FEBS Open Bio. 2018 Nov 22;9(1):185-190. doi: 10.1002/2211-5463.12524. eCollection 2019 Jan.
The Protein Data Bank (PDB) contains more than 135 000 entries at present. From these, relatively few amyloid structures can be identified, since amyloids are insoluble in water. Therefore, most amyloid structures deposited in the PDB are in the form of solid state NMR data. Based on the geometric analysis of these deposited structures, we have prepared an automatically updated web server, which generates a list of the deposited amyloid structures, and also entries of globular proteins that have amyloid-like substructures of given size and characteristics.

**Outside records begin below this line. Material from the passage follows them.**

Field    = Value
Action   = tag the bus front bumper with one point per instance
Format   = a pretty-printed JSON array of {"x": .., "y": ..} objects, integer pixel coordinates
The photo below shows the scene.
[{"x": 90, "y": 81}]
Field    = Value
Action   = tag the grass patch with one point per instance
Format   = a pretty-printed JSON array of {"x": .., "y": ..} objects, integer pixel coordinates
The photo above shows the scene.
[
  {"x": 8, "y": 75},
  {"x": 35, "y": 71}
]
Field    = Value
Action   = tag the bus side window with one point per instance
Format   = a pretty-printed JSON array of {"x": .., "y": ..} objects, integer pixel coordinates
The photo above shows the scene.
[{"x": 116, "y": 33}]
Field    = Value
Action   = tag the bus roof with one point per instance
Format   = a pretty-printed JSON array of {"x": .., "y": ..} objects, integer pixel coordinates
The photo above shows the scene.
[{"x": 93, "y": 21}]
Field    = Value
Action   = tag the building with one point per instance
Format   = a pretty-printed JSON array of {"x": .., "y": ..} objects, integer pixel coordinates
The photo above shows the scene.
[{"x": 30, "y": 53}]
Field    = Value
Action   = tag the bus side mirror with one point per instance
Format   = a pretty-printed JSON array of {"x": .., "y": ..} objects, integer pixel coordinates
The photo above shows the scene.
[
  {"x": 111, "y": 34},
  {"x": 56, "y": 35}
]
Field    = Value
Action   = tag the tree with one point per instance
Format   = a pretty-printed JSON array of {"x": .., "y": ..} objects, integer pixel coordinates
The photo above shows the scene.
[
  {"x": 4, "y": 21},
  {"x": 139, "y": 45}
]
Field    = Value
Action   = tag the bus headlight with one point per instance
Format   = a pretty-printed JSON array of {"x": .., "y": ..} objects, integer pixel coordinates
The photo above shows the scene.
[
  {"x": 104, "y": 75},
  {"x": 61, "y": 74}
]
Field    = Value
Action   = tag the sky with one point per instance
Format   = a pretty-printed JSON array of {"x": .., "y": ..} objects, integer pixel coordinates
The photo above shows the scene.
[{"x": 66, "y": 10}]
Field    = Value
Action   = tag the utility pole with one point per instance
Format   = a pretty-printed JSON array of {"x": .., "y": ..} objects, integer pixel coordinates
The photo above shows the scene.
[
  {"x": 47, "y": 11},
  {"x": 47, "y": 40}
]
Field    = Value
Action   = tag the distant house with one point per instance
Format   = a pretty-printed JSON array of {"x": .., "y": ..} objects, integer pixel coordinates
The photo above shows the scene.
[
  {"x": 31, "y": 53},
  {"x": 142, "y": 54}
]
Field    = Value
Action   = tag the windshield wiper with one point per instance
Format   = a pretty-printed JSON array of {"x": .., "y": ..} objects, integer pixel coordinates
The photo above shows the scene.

We have found that by applying only appropriately selected geometric conditions, it is possible to identify deposited amyloid structures and a number of globular proteins with amyloid-like substructures. We have analyzed these globular proteins and have found proof in the literature that many of them form amyloids more easily than many other globular proteins. Our results relate to the method of Stanković . [Stanković I . (2017) IPSI BgD Tran Int Res 13, 47-51], who applied a hybrid textual-search and geometric approach for finding amyloids in the PDB. If one intends to identify a subset of the PDB for certain applications, the identification algorithm needs to be re-run periodically, since in 2017 on average 30 new entries per day were deposited in the data bank. Our web server is updated regularly and automatically, and the identified amyloid and partial amyloid structures can be viewed or their list can be downloaded from the following website https://pitgroup.org/amyloid.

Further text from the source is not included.